改訂新版 世界大百科事典 「ドメラニーウェンハイス」の意味・わかりやすい解説
ドメラ・ニーウェンハイス
Ferdinand Domela Nieuwenhuis
生没年:1846-1919
オランダの政治家で,労働運動の指導者。生地アムステルダムで神学を修め,ルター派牧師となる。1879年《万人の権利Recht voor Allen》誌を創刊して聖職から退く。81年成立した社会民主同盟(SDB)の書記長(1882-87)となり,また普通選挙同盟を結成。上掲誌の記事(筆者は別の人)により罪に問われ,1年間投獄され,釈放後の国外旅行でエンゲルス,カウツキーなどを訪問した。

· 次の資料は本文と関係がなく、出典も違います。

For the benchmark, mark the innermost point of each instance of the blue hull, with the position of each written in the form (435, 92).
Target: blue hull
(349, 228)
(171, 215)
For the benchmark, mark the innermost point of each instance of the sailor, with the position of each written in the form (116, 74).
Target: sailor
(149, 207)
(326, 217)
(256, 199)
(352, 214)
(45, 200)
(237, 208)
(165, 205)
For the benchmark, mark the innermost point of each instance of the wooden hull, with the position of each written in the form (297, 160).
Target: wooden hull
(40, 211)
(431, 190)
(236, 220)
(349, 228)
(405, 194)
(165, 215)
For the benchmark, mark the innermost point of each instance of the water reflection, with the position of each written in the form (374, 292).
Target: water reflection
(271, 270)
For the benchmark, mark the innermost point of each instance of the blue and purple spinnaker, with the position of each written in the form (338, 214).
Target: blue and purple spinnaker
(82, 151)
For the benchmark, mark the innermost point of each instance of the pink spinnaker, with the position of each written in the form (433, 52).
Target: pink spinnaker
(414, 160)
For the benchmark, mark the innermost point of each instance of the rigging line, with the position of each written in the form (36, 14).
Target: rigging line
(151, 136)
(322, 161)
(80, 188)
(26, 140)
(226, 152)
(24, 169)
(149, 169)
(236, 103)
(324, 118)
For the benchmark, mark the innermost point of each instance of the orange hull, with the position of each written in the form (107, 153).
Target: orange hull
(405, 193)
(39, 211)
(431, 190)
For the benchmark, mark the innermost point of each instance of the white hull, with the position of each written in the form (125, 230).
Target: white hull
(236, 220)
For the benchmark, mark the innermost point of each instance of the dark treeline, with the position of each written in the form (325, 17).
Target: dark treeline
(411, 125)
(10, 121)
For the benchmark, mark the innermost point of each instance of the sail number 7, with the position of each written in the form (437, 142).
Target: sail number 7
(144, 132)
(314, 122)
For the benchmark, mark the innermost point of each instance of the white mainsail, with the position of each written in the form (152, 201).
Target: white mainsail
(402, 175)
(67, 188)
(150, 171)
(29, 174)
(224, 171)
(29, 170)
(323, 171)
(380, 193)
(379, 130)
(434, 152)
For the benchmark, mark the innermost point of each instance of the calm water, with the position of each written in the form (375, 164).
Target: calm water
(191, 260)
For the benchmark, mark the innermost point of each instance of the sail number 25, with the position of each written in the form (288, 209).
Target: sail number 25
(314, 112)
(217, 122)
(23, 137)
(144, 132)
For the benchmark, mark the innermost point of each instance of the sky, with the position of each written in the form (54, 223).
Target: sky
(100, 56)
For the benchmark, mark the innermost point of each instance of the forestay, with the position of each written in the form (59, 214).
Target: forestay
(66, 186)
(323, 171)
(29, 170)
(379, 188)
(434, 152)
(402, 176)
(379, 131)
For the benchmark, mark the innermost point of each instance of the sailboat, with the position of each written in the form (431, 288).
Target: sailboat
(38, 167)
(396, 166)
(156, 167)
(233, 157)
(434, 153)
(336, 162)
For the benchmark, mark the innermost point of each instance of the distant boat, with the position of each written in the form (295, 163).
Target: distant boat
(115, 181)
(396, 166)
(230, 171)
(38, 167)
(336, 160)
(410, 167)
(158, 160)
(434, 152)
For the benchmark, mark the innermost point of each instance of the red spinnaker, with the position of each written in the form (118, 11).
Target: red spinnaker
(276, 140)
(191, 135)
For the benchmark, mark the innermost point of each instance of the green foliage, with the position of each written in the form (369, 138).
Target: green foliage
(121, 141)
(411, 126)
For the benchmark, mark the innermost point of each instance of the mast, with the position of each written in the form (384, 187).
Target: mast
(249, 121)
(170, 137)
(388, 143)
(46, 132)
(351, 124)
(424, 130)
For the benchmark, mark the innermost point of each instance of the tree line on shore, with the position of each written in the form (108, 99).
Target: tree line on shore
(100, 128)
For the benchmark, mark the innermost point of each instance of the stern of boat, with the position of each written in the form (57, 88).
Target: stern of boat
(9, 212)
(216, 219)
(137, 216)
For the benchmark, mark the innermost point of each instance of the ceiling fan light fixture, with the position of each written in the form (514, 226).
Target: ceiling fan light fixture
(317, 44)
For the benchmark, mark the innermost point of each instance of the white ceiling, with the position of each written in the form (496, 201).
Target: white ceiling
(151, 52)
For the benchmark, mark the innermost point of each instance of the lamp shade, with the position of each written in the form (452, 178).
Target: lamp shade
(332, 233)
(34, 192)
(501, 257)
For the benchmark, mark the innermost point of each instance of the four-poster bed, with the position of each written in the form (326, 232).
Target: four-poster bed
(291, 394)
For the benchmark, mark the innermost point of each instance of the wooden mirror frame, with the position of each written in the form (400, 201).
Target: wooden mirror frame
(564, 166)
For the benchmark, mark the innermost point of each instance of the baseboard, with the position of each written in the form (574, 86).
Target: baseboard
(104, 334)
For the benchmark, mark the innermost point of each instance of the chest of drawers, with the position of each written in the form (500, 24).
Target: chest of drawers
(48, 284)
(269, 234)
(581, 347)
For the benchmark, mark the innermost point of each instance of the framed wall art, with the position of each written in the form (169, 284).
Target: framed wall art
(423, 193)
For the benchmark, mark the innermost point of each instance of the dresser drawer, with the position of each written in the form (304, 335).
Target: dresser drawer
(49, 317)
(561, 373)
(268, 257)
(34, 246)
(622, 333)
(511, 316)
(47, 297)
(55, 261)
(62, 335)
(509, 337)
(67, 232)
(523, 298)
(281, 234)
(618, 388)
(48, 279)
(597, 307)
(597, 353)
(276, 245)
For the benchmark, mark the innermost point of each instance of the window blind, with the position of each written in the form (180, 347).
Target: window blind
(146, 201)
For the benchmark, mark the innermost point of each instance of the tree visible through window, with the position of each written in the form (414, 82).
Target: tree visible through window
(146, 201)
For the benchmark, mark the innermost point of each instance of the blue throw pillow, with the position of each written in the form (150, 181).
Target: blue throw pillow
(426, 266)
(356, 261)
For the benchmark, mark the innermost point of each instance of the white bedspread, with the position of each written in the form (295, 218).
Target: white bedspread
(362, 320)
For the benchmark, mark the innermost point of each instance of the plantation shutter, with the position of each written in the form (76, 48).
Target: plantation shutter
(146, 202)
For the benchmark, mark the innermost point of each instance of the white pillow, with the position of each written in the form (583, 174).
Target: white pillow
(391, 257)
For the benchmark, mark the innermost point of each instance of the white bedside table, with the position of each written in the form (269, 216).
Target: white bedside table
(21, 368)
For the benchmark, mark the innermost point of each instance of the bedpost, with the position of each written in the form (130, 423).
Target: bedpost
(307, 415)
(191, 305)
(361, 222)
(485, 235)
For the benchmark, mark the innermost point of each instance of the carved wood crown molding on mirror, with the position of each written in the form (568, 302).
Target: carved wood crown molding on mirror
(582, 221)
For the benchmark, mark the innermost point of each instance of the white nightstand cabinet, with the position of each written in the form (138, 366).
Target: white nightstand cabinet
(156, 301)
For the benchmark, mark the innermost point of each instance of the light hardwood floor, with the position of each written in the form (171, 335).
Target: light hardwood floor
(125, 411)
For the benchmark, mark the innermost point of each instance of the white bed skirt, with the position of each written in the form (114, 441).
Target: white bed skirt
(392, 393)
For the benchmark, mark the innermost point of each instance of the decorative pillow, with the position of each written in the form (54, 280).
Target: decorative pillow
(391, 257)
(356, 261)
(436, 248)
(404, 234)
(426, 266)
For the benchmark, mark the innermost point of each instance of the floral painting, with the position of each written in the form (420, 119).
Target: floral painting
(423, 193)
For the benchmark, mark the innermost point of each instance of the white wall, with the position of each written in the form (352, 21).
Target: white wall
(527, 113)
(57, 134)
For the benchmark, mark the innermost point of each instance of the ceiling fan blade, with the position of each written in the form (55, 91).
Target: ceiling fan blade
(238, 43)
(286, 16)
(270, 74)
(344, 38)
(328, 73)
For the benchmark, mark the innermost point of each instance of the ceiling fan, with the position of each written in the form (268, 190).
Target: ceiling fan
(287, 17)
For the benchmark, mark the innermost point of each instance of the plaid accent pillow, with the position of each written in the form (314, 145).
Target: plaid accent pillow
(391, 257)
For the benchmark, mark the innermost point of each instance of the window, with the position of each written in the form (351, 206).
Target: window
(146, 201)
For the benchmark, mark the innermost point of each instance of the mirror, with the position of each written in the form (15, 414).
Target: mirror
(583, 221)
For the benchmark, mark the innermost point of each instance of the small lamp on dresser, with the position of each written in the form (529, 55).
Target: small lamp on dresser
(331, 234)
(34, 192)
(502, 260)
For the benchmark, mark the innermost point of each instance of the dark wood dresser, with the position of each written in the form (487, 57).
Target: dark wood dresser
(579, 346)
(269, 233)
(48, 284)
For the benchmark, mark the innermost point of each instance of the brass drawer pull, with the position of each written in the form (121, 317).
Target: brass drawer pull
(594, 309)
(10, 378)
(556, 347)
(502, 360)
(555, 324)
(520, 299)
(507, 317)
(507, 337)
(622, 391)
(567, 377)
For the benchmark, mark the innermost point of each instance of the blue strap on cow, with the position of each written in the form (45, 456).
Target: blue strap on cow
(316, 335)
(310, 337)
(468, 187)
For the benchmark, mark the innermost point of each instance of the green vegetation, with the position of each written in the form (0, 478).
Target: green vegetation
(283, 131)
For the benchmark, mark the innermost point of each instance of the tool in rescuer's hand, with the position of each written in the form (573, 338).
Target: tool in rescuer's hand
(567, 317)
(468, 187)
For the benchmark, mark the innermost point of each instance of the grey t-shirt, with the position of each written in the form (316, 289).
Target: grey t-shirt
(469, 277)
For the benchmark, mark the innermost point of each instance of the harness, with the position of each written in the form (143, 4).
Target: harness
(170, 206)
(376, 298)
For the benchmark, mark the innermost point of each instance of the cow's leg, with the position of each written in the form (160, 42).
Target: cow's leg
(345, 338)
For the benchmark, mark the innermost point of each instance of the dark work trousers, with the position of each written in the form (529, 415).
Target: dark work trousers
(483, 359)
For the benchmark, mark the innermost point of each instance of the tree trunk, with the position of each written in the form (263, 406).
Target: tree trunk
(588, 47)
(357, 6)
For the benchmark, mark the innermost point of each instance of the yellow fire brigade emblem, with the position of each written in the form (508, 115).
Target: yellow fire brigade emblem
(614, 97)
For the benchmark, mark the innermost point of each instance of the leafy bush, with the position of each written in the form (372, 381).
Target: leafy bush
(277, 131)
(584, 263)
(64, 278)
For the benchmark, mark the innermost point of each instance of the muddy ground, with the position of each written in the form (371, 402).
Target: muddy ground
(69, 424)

ベーベル,リープクネヒトと協力してパリで国際社会主義者大会(1889)を開催。下院議員に選ばれたが(1884-91),議会主義を否定し,彼の指導下に社会民主同盟が選挙への不参加を決定したため,トルールストラらは分離して94年社会民主労働党(SDAP)を結成した。その後ますますアナーキズムに傾斜し,97年社会民主同盟から脱退,《自由な社会主義De Vrije Socialist》誌を創刊しアナーキズム,反軍国主義を説いた。近年その思想が再評価され,アムステルダムにドメラ・ニーウェンハイス博物館が開設された。